These chemical reactions are blocked at different points by certain foods as cabbage, cauliflower & others, but more important, by anti-thyroid drugs.
When needed, the thyroid gland releases its hormones into the blood after breaking the thyroglobulin into its two components through a step called proteolysis. When the free hormones are released into the blood, nearly 99% of them become again attached to plasma proteins, leaving only 1% as free hormones, (FT3 & FT4), exerting all the metabolic effects of the thyroid hormones.
It is important to know that the proteolysis step çan be blocked by an excess of iodine intake as happens intentionally in the preoperative preparation of thyrotoxic patients, and as a side effect of the prolonged intake of lithium, which is a constituent of mood stabilizing agents and anti-psychotic medications.
Under normal physiological conditions, the three of these hormones TSH, T34 & T4, are all in normal ranges. In hyperthyroid states, T3 & T4 rise significantly in the blood, and TSH becomes almost undetectable. In hypothyroid states, T3 & 14 declines in blood, and so TSH increases significantly.
Since thyroid hormones are bound to plasma proteins, their total estimation is not accurate to diagnose the actual thyroid status. So, no one should measure T3 & T4 any longer. Instead, free portions of both hormones are better detected in the serum. These are known as FT3 & FT4.
Investigations
Laboratory: Thyroid function tests
- TSH
- FT3
- FT4
- Anti-thyroglobulin antibodies.
- Anti-peroxidase antibodies.
- TSH receptor antibodies (Trab).
Imaging
Radioisotope studies
- Thyroid scanning.
- Whole body scanning (WBS).
Others
- Biopsy (FNAC) (Extremely important in diagnosis if sonographically indicated.

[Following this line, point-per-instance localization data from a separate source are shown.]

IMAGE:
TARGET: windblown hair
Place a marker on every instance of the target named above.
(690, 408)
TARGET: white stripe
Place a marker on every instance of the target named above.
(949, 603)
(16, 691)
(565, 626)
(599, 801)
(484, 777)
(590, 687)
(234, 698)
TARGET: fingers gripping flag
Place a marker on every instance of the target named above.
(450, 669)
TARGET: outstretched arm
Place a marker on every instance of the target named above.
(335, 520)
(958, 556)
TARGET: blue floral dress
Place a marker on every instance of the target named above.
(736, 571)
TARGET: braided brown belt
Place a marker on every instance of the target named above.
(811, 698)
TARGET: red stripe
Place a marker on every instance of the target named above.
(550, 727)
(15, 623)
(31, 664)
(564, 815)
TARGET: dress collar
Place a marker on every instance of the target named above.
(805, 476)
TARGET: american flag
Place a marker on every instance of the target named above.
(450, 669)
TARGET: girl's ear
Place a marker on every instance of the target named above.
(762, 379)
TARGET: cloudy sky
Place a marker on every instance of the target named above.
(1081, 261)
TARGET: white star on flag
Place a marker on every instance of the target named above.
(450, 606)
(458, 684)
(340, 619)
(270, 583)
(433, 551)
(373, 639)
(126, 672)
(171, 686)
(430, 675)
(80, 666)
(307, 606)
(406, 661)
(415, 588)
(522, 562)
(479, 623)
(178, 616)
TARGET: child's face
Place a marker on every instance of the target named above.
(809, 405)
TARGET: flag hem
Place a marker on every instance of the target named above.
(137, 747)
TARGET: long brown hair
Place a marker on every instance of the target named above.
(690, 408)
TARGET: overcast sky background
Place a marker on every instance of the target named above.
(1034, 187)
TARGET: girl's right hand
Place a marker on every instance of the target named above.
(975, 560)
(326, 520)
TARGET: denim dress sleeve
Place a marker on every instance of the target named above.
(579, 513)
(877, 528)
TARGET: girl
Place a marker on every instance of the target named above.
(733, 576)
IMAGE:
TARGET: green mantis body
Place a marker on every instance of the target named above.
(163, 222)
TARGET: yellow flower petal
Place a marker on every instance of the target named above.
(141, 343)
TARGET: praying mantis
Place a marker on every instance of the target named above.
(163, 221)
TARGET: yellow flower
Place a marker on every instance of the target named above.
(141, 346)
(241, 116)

- Laryngoscopy. Important for the assessment of the vocal cords.
Routine investigations
- TSH, FT3 & FT4
- Thyroid auto-antibodies, if Hashimoto’s thyroiditis is to be excluded.
- US FNAC (Fine-needle aspiration cytology).
- Others: tailored according to each case.
Surgical treatment
Indications of thyroidectomy
- Cosmesis.
- Compression (Dyspnea-Dysphagia).
- Complications:
- Hemorrhage.
- Retrosternal extension.
- Cancer or its suspicion.
Types of thyroidectomy (depending on extend of removal)
- Total thyroidectomy.
- Near-total thyroidectomy
- Hemi-thyroidectomy.
- Isthmectomy.
Types of thyroidectomy (Depending on time of surgery):
- Elective thyroidectomy.
- Prophylactic thyroidectomy.
- Incidental thyroidectomy.
- Emergency thyroidectomy.
Complications of thyroidectomy:
Early
Stridor:
- RLN damage
- Laryngeal oedema
- Laryngeal spasm
- Tracheomalacia
- Hematoma
- Tracheal injury
- Esophageal injury
- Thyroid crisis
- Vomit aspiration
- Pain
- Dysphagia
Delayed:
- Hematoma (usually subcutaneous).
- Seroma
- Infection; Cellulitis – infected collection.
- Hypocalcemia
- Ugly scar
- Voice changes
- Stridor
Postoperative days
- Hospital stay, how long? The standard is 24 hours.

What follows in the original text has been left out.